La startup deep tech Itera est sortie de son mode furtif vendredi 30 mai 2026 avec une promesse qui résonne dans tous les bureaux d’études électroniques : remplacer les deux à six semaines d’attente entre deux itérations de circuit imprimé par moins de soixante secondes. La société a annoncé en parallèle un tour de seed de 12 millions de dollars mené par Upfront Ventures, Costanoa Ventures et Colle Capital pour industrialiser sa technologie.
Le produit phare s’appelle un « fluid circuit board » et repose sur une architecture brevetée mêlant un substrat de verre et du métal liquide. Concrètement, les pistes conductrices du PCB ne sont plus gravées une fois pour toutes : elles sont reconfigurées dynamiquement par le déplacement de fluides conducteurs entre les couches du substrat. Un ingénieur peut donc modifier sa carte, la retester avec ses vrais composants et recommencer dans la foulée.
Une promesse de gain de temps de l’ordre de 1 000 fois
Les chiffres avancés par la société donnent la mesure du potentiel. Le marché du développement électronique pèse environ 50 milliards de dollars de dépenses directes par an, avec un coût d’opportunité bien plus élevé pour les équipes hardware bloquées pendant les cycles de fabrication classiques. Itera assure compresser des mois de travail en quelques jours, soit un facteur de 1 000 sur les itérations.
« Les développeurs logiciels écrivent du code, le testent et l’itèrent en temps réel depuis des décennies. Itera rend ce cycle possible pour le matériel », résume AJ Cooper, cofondateur et CEO de la société. Pour lui, le hardware est resté difficile parce qu’il est permanent, et toute modification coûte temps et argent. La startup ambitionne de « rendre le hardware facile » en permettant à un ingénieur de modifier un circuit avant que son café ne refroidisse.
Du composant réel, pas de la simulation
L’intérêt face à la simulation numérique, omniprésente dans l’industrie, est que la plateforme manipule de vrais composants avec leur comportement électrique réel.

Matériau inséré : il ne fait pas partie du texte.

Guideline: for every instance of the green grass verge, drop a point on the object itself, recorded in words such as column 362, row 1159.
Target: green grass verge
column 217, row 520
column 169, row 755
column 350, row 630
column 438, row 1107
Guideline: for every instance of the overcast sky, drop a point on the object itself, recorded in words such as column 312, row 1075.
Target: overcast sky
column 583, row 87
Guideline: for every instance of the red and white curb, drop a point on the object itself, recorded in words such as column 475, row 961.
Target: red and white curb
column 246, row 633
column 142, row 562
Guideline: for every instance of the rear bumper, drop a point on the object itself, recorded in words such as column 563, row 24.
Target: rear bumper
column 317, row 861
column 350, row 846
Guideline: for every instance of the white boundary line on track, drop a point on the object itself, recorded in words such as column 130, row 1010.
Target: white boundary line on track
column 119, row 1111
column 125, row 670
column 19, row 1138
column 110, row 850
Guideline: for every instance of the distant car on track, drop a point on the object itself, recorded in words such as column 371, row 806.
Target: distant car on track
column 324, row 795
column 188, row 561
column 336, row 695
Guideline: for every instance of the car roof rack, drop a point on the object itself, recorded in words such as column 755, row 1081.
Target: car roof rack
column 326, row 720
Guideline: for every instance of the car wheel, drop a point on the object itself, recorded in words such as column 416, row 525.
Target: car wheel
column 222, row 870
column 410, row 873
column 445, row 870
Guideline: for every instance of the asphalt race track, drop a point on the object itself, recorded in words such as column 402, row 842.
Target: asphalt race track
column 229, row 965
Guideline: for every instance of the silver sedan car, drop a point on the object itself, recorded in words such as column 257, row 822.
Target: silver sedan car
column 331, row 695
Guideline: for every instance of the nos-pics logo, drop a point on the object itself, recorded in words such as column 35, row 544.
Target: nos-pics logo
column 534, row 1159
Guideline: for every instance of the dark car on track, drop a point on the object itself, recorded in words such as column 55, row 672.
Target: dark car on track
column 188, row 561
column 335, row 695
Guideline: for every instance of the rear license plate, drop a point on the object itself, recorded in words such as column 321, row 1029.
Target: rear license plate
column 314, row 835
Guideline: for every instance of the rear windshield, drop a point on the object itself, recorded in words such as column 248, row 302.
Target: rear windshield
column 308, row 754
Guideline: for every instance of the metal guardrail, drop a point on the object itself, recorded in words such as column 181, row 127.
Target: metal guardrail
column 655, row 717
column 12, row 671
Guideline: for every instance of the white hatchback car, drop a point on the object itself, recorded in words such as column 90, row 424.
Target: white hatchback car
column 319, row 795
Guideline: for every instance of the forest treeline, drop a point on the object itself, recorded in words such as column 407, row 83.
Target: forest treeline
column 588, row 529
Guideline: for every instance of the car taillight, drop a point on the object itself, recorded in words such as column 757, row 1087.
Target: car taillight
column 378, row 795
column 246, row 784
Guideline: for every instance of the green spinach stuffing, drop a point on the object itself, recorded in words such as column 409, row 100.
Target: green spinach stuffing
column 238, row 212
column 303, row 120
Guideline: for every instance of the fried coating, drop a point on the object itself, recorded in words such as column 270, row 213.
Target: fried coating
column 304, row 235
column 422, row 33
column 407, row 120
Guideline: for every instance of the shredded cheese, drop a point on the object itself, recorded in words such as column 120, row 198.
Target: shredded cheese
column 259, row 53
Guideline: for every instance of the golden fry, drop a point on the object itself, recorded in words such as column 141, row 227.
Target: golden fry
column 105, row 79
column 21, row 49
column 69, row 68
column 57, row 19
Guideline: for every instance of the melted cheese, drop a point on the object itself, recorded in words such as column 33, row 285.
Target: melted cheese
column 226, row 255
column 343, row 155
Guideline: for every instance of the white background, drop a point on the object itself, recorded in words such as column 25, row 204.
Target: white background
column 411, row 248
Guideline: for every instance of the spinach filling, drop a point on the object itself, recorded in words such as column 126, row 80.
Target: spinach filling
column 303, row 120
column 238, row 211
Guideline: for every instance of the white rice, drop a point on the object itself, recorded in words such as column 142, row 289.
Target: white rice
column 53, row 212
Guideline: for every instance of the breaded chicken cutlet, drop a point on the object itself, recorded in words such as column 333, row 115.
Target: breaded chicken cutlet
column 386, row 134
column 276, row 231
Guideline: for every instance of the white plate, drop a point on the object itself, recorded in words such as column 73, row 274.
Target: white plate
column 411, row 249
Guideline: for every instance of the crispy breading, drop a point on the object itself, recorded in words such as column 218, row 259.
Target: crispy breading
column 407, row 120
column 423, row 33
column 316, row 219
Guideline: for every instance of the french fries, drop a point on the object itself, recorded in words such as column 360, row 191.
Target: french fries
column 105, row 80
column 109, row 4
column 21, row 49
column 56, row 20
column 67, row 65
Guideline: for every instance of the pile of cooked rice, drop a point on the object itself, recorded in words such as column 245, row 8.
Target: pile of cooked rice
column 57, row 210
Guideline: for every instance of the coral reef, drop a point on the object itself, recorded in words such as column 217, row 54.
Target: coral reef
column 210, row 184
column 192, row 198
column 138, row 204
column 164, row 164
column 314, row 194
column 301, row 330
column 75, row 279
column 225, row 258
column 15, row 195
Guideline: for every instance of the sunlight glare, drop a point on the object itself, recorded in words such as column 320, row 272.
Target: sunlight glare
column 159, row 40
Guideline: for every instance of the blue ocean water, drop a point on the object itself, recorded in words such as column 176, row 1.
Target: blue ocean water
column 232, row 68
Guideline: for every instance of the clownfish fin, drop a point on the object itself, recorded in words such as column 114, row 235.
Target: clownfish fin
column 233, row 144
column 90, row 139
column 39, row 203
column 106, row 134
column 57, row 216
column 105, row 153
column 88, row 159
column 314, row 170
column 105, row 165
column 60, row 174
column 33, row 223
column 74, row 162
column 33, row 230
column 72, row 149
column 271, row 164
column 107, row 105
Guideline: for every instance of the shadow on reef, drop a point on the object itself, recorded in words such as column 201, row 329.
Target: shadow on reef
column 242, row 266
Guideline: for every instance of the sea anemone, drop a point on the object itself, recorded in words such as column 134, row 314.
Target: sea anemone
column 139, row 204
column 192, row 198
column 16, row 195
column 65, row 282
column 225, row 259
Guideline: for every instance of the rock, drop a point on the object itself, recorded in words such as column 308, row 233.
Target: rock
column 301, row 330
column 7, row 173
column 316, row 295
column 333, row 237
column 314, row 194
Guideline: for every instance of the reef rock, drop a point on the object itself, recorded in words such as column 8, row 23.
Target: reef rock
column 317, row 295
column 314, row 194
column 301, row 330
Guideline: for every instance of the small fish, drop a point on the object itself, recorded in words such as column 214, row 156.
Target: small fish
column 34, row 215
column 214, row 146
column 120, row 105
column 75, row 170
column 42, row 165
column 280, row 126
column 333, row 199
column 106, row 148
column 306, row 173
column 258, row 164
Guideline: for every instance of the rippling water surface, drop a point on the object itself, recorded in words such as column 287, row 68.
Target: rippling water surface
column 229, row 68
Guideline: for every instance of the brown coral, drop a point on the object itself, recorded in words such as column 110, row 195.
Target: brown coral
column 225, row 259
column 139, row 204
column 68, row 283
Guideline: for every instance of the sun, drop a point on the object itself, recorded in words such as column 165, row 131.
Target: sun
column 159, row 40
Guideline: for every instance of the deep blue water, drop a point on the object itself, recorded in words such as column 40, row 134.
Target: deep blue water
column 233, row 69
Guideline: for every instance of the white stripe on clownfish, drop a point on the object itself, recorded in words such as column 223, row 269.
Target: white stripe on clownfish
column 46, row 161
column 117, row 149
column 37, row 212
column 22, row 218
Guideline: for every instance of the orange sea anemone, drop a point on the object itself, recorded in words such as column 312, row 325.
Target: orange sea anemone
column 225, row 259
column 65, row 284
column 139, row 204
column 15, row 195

Itera met en avant un autre avantage rarement disponible sur les prototypes classiques : la possibilité de sonder n’importe quel noeud interne du circuit, et pas seulement les points de test exposés en surface. Pour les concepteurs de cartes denses, c’est un confort de débogage inédit.
Le modèle commercial choisi est celui d’une « Electronics-as-a-Service ». Les clients envoient leur design, leurs composants sont montés sur les substrats multicouches d’Itera dans des centres de test sécurisés situés aux Etats-Unis, puis ils pilotent leurs modifications hardware et software à distance jusqu’à validation finale du design destiné à la production de série.
Premiers clients dans l’automobile et la défense
La capacité initiale d’Itera est déjà réservée par un constructeur automobile classé parmi les cinq premiers mondiaux et par plusieurs « neoprimes » de la défense américaine, c’est-à-dire les nouveaux entrants de l’écosystème défense. Un hyperscaler du cloud et plusieurs fabricants de puces évaluent également la technologie via des démonstrations sur site.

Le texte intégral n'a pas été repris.